How LLMs work

(0xkato.xyz)

75 points | by 0xkato 2 days ago

5 comments

  • andai 1 hour ago
    I couldn't load the article directly due to an SSL issue, so here's the archive link:

    https://archive.ph/aWtFG

  • 10GBps 50 minutes ago
    I learned TCP/IP by watching and reading raw packets over packet radio at 1200 baud.

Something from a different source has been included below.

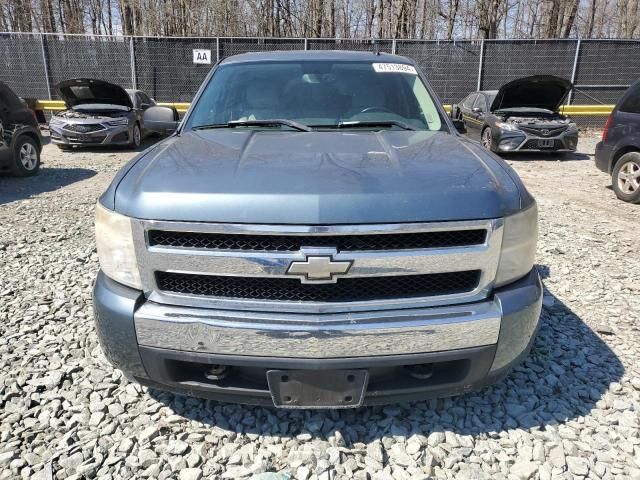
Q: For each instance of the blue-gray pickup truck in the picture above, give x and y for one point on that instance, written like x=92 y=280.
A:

    I've noticed the same thing is possible if you watch the output of a slow LLM. Eventually you start to see the machinery. input tokens = output tokens, it's math. I can't exactly predict the tokens generated but I can see how they are formed. It's a lot like chess. You can't see every possible move but the mechanism is understandable.

  • lhd1 24 minutes ago
    find it difficult to engage with AI generated text. What am I getting here that I couldn't get from a chatbot.
  • singpolyma3 1 hour ago
    Next do "why LLMs work"
    • sheeshkebab 1 hour ago
      considering they work with any architecture/configuration given enough compute, just more or less efficiently - then maybe it's fundamental, in the same sense as why electricity works...
    • soupspaces 1 hour ago
      Universal approximation theorem, embeddings, self-attention, gradient descent. And empirically, scaling laws.
    • skydhash 40 minutes ago
      Why does linear regression works? Why does computer works? Because it's about math and the encoding information. If we can encode words as numbers, then why can't we encode their order as a relation? It's just that neural networks are very apt at finding that relation even if it's noisy.